She added: “I had to make big choices. I don’t want to repeat a Budget like this ever again, but it was necessary to get our public finances and our public services on a stable trajectory.”
Shadow Treasury chief secretary Laura Trott said: “Rachel Reeves confirmed… that her Budget will hit pay for workers.
“This follows from (the) OBR saying household income will fall by 1.25%, and inflation will be pushed up because of the decisions in Labour’s Budget.
“This is the Budget Labour planned all along but were not honest about at the election.
“And it’s no wonder, the effects of it are far worse than even we predicted during the campaign.”
James Smith, research director at the Resolution Foundation economic think tank, said: “This is definitely a tax on working people, let’s be very clear about that.
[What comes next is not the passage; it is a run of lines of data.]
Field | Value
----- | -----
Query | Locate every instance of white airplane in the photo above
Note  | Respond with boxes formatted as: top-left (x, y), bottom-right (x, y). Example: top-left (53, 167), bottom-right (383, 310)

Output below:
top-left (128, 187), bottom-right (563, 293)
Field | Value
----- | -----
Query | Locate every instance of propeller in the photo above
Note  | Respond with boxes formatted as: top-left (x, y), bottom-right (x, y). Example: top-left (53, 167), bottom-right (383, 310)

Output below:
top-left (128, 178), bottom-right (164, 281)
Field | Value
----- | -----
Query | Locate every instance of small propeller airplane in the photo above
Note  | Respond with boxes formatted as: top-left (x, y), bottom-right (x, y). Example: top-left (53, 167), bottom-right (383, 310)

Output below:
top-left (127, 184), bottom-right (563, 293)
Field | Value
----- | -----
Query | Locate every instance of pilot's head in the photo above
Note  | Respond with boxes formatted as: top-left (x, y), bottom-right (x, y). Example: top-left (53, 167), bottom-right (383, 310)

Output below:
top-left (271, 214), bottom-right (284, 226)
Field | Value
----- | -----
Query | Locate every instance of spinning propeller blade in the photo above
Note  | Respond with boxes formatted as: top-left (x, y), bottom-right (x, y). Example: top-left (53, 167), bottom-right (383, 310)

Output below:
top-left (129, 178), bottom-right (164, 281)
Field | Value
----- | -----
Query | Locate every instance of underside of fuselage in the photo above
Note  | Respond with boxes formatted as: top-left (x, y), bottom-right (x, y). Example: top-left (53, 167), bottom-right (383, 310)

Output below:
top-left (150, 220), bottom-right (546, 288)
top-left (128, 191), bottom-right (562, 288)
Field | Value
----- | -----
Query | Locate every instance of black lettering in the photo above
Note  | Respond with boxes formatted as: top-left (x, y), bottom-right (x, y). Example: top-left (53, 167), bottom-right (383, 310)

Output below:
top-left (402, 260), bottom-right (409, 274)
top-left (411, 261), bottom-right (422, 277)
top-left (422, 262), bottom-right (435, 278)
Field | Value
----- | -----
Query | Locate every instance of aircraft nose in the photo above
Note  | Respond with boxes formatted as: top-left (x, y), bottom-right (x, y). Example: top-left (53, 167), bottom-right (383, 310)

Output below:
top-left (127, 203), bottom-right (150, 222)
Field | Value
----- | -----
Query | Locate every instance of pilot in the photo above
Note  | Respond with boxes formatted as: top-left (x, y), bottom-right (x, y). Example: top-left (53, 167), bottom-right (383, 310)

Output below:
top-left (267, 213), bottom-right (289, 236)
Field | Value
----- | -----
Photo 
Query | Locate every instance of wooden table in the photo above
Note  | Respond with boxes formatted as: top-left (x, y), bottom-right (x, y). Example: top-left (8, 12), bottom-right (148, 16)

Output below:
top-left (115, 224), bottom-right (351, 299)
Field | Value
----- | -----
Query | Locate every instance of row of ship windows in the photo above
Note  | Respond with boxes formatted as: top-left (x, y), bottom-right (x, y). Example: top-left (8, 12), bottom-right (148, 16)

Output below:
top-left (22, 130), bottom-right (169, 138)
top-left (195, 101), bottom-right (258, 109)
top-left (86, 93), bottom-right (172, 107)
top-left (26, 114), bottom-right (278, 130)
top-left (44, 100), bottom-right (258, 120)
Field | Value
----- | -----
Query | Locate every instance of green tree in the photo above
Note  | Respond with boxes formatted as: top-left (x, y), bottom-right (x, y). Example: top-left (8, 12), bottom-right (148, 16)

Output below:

“Even if it doesn’t show up in pay packets from day one, it will eventually feed through to lower wages.”
The OBR has predicted the Government’s spending measures will provide a temporary boost to GDP.
But the watchdog forecast downgrades in subsequent years, and said the Budget measures will add to pressure on inflation and interest rates.
Paul Johnson, director of the influential economics think tank the Institute for Fiscal Studies (IFS), warned Ms Reeves may have to come back for “another round of tax rises in a couple of years’ time – unless she gets lucky on growth”.
Meanwhile, the International Monetary Fund (IMF) endorsed the investment and spending on public services in the Chancellor’s Budget, as well as sustainable tax rises.
In an unusual move, the Washington-based watchdog said: “We support the envisaged reduction in the deficit over the medium term, including by sustainably raising revenue.”
But the verdict of the IMF appeared not to reassure financial markets.
The yield – or interest rate – on a 10-year gilt, an indicator for the cost of state borrowing, hit 4.568% on Thursday afternoon, the highest point since August 2023, while the pound also weakened against the dollar.
Laith Khalaf, head of investment analysis at AJ Bell, said: “Markets are especially sensitive to the effect chancellors can have on interest rates ever since Kwasi Kwarteng took to the despatch box, and with the 10-year gilt yield now climbing to levels seen in the wake of the mini-budget, it’s fair to ask whether Rachel Reeves’ maiden Budget could cause similar problems.
“The answer is probably, and hopefully, not.”
But the market reaction could have a knock-on impact for homeowners, he said: “Based on what’s happened to the two-year gilt, we might start to see mortgages creeping up again, just when borrowers thought we were on a firmly downward path.”
The Chancellor was asked if she was worried that the country could be heading for a “Liz Truss situation”.
“The number one commitment of this Government is economic and fiscal stability which is why we put in place yesterday in the Budget robust fiscal rules that we will meet two years early,” she told Bloomberg TV.
A Downing Street spokeswoman said: “It’s a matter of Government policy not to comment on market fluctuations.”
But Tory leadership hopeful Robert Jenrick said: “Reeves promised stability, but her gloom-and-bust Budget has sent borrowing costs soaring and the pound falling.”